A sdoganare l’arte pop in Europa ci pensa nel 1964 la 32esima Biennale di Venezia.  Nel momento in cui giuria assegna a  Robert Rauschemberg  il leone d’oro , si scatenano le polemiche e le teorie complottiste che gridano all’invasione culturale e denunciano la sottomissione del mondo alle stesse regole del gioco politico. Ma ormai la cosa è fatta: la rivoluzione dell’estetica e del linguaggio artistico portata dagli artisti americani a Venezia sotto i riflettori di tutta Europa segna un punto di non ritorno per l’arte contemporanea a livello globale.

Ne è emblema “Buffalo II”,  realizzato e presentato da Rauschenberg nel 1964: si tratta della famosa tecnica mista su tela recentemente passata all’asta da Christie’s a 90 milioni di dollari segnando il nuovo record d’asta per l’artista americano. A colpo d’occhio è una sintesi del nuovo approccio pop: ideata all’indomani della morte di Kennedy, l’opera è un patchwork di immagini che fotografano l’attualità – il ritratto dell’ex presidente, flash dalla guerra del Vietnam e dalla corsa allo spazio – associate ad elementi gestuali di colore acceso e contrastato propri della pittura informale.

Più drammatico lo strappo di Mimmo Rotella sul volto di Kennedy, realizzato nello stesso anno, che sottolinea l’idea di morte e di assenza, laddove l’opera di Rauschemberg esalta piuttosto i valori americani. “Non è un lavoro patriottico”, tiene a sottolineare D’Orazio, “ma un’operazione artistica che registra i valori e il gusto di un intero popolo. E’ lo stato americano, piuttosto, che carica di significati patriottici un processo che entra ed esce dall’arte”.

Passando per altre opere emblematiche di Rauschemberg, da Monogram  (1955-59), un combine di carta, tessuto, metallo, legno gomma e ready made, a Pelican (1963), una coreografia danzata realizzata dall’artista e altri ballerini su una pista di pattinaggio  con indosso dei paracadute, lo storico dell’arte ha poi messo a fuoco la figura e il genio di Andy Warhol.
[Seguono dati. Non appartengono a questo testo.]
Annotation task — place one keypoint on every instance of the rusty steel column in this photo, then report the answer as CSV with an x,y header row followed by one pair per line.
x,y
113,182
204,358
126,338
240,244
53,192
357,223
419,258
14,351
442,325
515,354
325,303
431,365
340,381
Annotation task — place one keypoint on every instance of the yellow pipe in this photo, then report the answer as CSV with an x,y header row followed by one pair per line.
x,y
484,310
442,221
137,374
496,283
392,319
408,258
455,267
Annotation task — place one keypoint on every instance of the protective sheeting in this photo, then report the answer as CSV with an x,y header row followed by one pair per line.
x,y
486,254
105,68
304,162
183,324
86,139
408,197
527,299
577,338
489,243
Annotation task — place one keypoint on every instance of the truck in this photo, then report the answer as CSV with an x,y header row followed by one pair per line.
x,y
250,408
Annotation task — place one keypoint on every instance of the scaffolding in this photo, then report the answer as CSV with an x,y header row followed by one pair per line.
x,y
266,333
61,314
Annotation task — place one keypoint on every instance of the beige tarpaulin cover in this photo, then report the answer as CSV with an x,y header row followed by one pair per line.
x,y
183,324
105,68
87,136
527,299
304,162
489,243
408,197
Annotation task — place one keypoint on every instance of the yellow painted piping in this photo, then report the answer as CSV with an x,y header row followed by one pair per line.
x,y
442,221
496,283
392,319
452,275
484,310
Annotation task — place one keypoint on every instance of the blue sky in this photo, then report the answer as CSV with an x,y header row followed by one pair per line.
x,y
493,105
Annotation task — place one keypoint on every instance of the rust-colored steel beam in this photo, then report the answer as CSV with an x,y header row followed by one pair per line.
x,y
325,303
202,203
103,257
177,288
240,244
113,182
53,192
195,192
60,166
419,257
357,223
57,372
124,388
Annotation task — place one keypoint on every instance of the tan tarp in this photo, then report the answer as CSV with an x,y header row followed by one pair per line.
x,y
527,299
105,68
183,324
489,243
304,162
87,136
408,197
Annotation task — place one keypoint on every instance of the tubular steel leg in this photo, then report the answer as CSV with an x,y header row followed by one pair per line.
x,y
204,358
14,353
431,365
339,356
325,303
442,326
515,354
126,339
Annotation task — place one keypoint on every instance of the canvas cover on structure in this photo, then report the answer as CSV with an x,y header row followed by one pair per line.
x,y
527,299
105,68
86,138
L’Autoritratto del 1963 fa parte degli autoritratti seriali che questo genio del design, della comunicazione  e dell’arte ha realizzato ragionando sulla propria immagine e manipolandola per “ometterne i difetti”, giocando in questo modo sulla discrasia tra l’aspetto e l’immagine della persona. Una ricerca concettuale, figlia dell’approccio di Sol Le Witt e di Joseph Kosuth fin dagli anni Cinquanta, che sposta il baricentro dell’arte sull’idea. “Senza questa elaborazione teorica”, fa notare D’Orazio, “il lavoro di Andy Warhol, che è filosofico e concettuale, non sarebbe esistito”.

Della “Factory”, lo studio originario di Warhol a New York City, serbano suggestiva documentazione gli scatti del fotografo italiano Ugo Mulas, mentre degli “sconfinamenti” pop dell’artista sono un documento eloquente le serie di cortometraggi da lui girati, tra cui “Sleep”, “Eat”, “Kiss”, in cui le riprese durano delle ore e  consistono in banali atti quotidiani, come dormire, baciarsi, mangiare, protratti all’infinito.
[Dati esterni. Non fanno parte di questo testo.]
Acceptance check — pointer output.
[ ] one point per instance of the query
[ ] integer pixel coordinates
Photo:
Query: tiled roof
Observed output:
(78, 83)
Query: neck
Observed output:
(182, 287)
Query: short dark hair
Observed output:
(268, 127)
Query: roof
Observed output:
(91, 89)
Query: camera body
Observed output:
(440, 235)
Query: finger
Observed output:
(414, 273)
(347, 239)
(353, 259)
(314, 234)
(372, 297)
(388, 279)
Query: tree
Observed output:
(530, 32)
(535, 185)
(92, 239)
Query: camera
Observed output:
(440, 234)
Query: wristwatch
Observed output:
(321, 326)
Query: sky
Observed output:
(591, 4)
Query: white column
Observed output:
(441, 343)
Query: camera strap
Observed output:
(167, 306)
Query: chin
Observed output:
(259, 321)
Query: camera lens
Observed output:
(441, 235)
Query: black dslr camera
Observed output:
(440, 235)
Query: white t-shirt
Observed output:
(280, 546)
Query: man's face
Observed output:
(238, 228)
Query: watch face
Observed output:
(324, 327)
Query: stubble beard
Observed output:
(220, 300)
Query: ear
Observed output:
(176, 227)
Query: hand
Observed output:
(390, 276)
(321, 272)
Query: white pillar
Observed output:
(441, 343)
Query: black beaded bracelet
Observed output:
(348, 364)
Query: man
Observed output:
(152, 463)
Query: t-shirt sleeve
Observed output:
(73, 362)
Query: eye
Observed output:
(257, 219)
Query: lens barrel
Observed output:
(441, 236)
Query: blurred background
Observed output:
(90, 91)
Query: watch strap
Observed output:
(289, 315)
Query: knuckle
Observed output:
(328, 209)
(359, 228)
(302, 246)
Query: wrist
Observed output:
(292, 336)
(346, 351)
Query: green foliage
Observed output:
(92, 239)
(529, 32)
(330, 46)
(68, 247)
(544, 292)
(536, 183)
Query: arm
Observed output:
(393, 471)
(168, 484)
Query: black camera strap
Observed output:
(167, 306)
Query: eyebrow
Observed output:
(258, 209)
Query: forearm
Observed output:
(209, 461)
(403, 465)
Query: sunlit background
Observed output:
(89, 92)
Proprio il concetto di sconfinamento, spaziale e temporale, oltre che tra generi e tra arte e vita,  è la chiave interpretativa per accostarci alla pop art e al mondo di Warhol, suggerisce lo storico dell’arte.  Sono sconfinamenti ad esempio le repliche seriali come le Green Coca Cola Bottles (1962) e le Marilyn Diptych (1962), così come i cumuli di Brillo Box (1964), ma anche le riletture  di intramontabili capolavori del Rinascimento come la Botticelli Venus (1984)  e il Pink Last Supper (1987), in cui l’artista negli ultimi anni “dimostra la sua capacità di trasformare in icona un’immagine che lo era già in un contesto diverso”.
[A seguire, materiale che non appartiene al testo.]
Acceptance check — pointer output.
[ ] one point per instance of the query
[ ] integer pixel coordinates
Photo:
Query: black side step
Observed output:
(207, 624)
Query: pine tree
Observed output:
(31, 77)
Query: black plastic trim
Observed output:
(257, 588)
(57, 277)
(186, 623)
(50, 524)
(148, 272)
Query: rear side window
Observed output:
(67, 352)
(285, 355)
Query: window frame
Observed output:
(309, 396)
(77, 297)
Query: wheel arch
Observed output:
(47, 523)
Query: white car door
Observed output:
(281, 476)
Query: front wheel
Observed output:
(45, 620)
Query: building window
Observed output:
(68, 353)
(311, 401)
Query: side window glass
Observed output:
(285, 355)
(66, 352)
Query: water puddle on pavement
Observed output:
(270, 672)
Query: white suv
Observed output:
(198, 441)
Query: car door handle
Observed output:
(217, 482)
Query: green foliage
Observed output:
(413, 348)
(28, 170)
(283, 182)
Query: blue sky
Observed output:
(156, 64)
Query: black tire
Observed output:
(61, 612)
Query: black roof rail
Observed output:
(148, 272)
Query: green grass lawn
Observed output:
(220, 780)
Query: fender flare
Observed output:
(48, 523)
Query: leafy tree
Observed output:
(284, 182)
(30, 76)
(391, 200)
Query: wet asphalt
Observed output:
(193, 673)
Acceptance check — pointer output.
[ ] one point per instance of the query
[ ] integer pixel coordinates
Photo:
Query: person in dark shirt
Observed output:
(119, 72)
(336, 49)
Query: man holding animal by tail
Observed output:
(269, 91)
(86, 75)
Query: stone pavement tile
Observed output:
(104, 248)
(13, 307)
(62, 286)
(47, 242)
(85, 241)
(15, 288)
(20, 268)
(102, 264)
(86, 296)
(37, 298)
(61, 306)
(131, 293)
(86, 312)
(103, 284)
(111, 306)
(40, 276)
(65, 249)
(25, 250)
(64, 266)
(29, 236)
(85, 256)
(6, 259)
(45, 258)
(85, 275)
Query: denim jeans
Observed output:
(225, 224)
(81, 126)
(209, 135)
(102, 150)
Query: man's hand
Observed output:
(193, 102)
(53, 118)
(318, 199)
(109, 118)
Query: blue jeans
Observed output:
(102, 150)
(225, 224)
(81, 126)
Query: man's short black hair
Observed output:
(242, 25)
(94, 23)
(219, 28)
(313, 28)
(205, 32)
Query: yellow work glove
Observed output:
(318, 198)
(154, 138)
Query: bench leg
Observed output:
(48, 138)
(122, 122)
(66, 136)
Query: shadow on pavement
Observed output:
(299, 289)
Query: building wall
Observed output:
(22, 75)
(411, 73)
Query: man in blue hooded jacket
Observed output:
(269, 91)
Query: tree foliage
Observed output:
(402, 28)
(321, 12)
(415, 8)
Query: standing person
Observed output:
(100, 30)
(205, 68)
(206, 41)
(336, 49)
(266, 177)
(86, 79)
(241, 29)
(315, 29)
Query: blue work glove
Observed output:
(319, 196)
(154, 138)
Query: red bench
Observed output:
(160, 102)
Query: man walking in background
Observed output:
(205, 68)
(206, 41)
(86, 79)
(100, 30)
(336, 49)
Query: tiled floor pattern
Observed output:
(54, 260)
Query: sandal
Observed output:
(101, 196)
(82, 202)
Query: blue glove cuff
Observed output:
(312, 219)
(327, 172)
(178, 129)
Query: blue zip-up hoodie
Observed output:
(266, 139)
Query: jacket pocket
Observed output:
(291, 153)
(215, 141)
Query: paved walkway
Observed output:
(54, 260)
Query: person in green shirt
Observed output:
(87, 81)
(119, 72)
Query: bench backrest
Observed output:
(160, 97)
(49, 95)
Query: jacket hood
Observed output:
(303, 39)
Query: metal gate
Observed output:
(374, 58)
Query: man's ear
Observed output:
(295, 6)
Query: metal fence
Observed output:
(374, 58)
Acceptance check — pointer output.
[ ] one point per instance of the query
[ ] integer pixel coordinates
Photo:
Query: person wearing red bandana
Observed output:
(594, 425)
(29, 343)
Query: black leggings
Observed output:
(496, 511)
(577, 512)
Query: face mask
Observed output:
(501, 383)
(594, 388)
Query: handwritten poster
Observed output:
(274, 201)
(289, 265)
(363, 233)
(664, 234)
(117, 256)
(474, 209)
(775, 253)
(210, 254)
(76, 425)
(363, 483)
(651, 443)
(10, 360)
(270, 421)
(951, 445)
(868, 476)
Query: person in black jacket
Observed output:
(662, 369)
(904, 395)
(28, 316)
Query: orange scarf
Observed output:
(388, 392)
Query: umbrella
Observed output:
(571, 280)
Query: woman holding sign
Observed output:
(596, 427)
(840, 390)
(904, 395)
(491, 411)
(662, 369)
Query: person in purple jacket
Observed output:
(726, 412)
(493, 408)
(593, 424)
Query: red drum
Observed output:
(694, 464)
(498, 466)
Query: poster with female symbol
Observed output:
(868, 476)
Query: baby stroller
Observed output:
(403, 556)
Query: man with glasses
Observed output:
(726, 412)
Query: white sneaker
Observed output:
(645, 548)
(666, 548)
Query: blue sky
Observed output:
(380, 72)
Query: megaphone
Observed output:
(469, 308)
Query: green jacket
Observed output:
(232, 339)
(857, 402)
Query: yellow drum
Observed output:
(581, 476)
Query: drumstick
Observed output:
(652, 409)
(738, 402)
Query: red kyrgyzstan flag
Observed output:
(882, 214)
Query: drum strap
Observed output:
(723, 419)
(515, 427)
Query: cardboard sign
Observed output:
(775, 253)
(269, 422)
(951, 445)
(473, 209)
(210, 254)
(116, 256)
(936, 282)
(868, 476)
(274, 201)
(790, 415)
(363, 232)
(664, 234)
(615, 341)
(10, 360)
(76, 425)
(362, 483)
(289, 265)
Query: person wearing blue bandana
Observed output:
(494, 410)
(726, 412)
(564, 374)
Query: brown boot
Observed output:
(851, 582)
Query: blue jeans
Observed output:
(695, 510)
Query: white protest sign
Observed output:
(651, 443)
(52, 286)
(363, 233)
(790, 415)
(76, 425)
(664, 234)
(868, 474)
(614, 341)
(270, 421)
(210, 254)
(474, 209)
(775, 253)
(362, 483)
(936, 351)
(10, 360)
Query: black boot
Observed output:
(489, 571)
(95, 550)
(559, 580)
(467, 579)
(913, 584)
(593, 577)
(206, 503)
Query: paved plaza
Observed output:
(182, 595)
Come dire, la pop art non è uno stile fatto di colori pieni e vivaci, qualcosa di vistoso, ludico e dai toni accesi, come banalmente qualcuno intende, pensando magari all’edonismo made in Usa. E’ qualcosa di più complesso, che affonda le sue radici nelle forme e nelle idee artistiche d’avanguardia del Novecento, passando senz’altro dal dadaismo, dall’arte concettuale, dalla pittura informale e da una profonda riflessione sul senso e la percezione della visione nell’età dei consumi.  “La rivoluzione che questi artisti hanno prodotto” conclude Costantino D’Orazio “ ha portato l’arte più vicina alla gente. Rauschemberg, Jasper Jones, Roy Lichtenstein e Warhol hanno realizzato un sconfinamento che fa bene a tutti noi”.